Frequently asked questions about managing AWS accounts with Cloud Posse's reference architecture.

Why not use Control Tower?

AWS Control Tower cannot be managed with Terraform. Depending on the Scope of Work, Cloud Posse is usually responsible for provisioning accounts with terraform which requires all the same access as Control Tower.

Why are there so many accounts?

Leveraging multiple AWS accounts within an AWS Organization is the only way to satisfy IAM level isolation. Each account has a very specific purpose, that all associated resources are isolated in that given account.

How we can set budgets?

Create budgets with the account-settings component. For more, see the account-settings component documentation

info

Budgets created for the root account apply to the AWS Organization as a whole

How do you add or remove Service Control Policies?

Service Control Policies are managed with the account component variable, service_control_policies_config_paths. For more, see the account component documentation

caution

This component manages the state of all AWS accounts, so apply with extreme caution!
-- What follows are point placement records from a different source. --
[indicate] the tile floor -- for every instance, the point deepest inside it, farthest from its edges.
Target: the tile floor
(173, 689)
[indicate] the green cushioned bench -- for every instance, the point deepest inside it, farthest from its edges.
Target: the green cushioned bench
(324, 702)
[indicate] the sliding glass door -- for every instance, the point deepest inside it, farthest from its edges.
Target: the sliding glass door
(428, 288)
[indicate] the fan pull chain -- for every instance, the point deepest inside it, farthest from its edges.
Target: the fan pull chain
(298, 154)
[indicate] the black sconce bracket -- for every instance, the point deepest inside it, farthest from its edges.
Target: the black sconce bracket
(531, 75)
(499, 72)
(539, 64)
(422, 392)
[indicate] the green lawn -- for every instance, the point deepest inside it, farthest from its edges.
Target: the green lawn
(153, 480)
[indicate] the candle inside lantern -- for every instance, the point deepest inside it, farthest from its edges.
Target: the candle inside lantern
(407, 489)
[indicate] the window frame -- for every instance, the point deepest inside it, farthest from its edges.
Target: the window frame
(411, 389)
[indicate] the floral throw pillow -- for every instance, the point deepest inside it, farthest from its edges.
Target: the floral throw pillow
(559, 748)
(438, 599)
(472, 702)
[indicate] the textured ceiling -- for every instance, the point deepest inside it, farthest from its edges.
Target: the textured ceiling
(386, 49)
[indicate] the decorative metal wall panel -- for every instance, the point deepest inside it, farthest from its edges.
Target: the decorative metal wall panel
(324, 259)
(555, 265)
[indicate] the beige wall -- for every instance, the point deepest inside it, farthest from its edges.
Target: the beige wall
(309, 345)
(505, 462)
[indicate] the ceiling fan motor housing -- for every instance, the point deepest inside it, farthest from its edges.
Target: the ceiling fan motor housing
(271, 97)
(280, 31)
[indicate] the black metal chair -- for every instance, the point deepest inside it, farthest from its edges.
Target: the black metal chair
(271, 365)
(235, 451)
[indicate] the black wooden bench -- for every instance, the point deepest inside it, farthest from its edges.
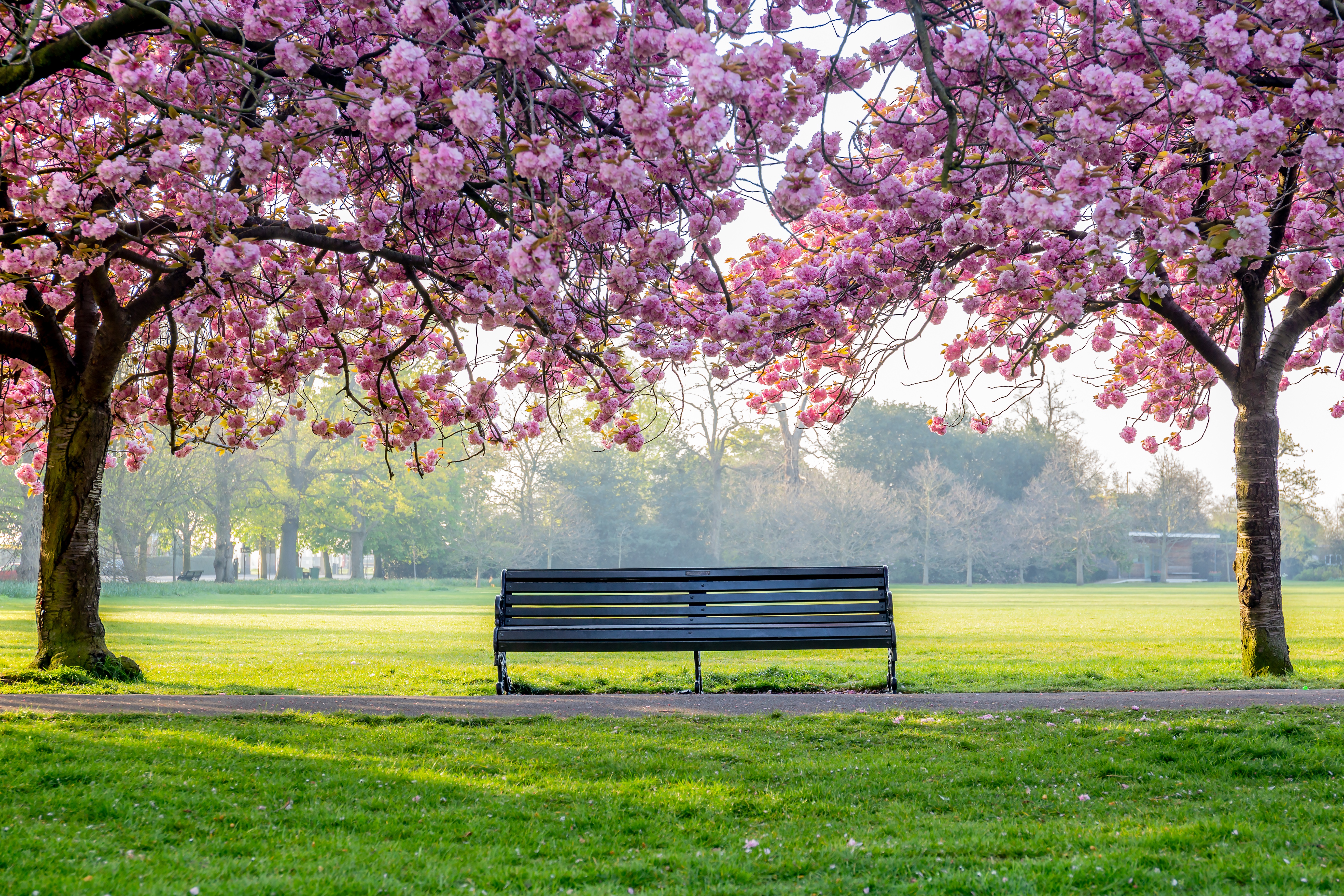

How can you create an Account?

Follow the documentation for creating and setting up AWS Accounts

How do you delete an Account?

Follow the documentation for deleting AWS Accounts

How can you create a Tenant?

Follow the documentation for creating a new Organizational Unit

Why does account-map fail with "The given key does not identify an element in this collection value"?

This is a common error you may encounter when reading from account-map:

Acquiring state lock. This may take a few moments...
module.iam_roles.module.account_map.data.utils_component_config.config[0]: Reading...
module.iam_roles.module.account_map.data.utils_component_config.config[0]: Read complete after 0s [id=xyx]
module.iam_roles.module.account_map.data.terraform_remote_state.data_source[0]: Reading...
module.iam_roles.module.account_map.data.terraform_remote_state.data_source[0]: Read complete after 5s
module.iam_roles.data.awsutils_caller_identity.current[0]: Reading...
module.iam_roles.data.awsutils_caller_identity.current[0]: Read complete after 1s [id=123]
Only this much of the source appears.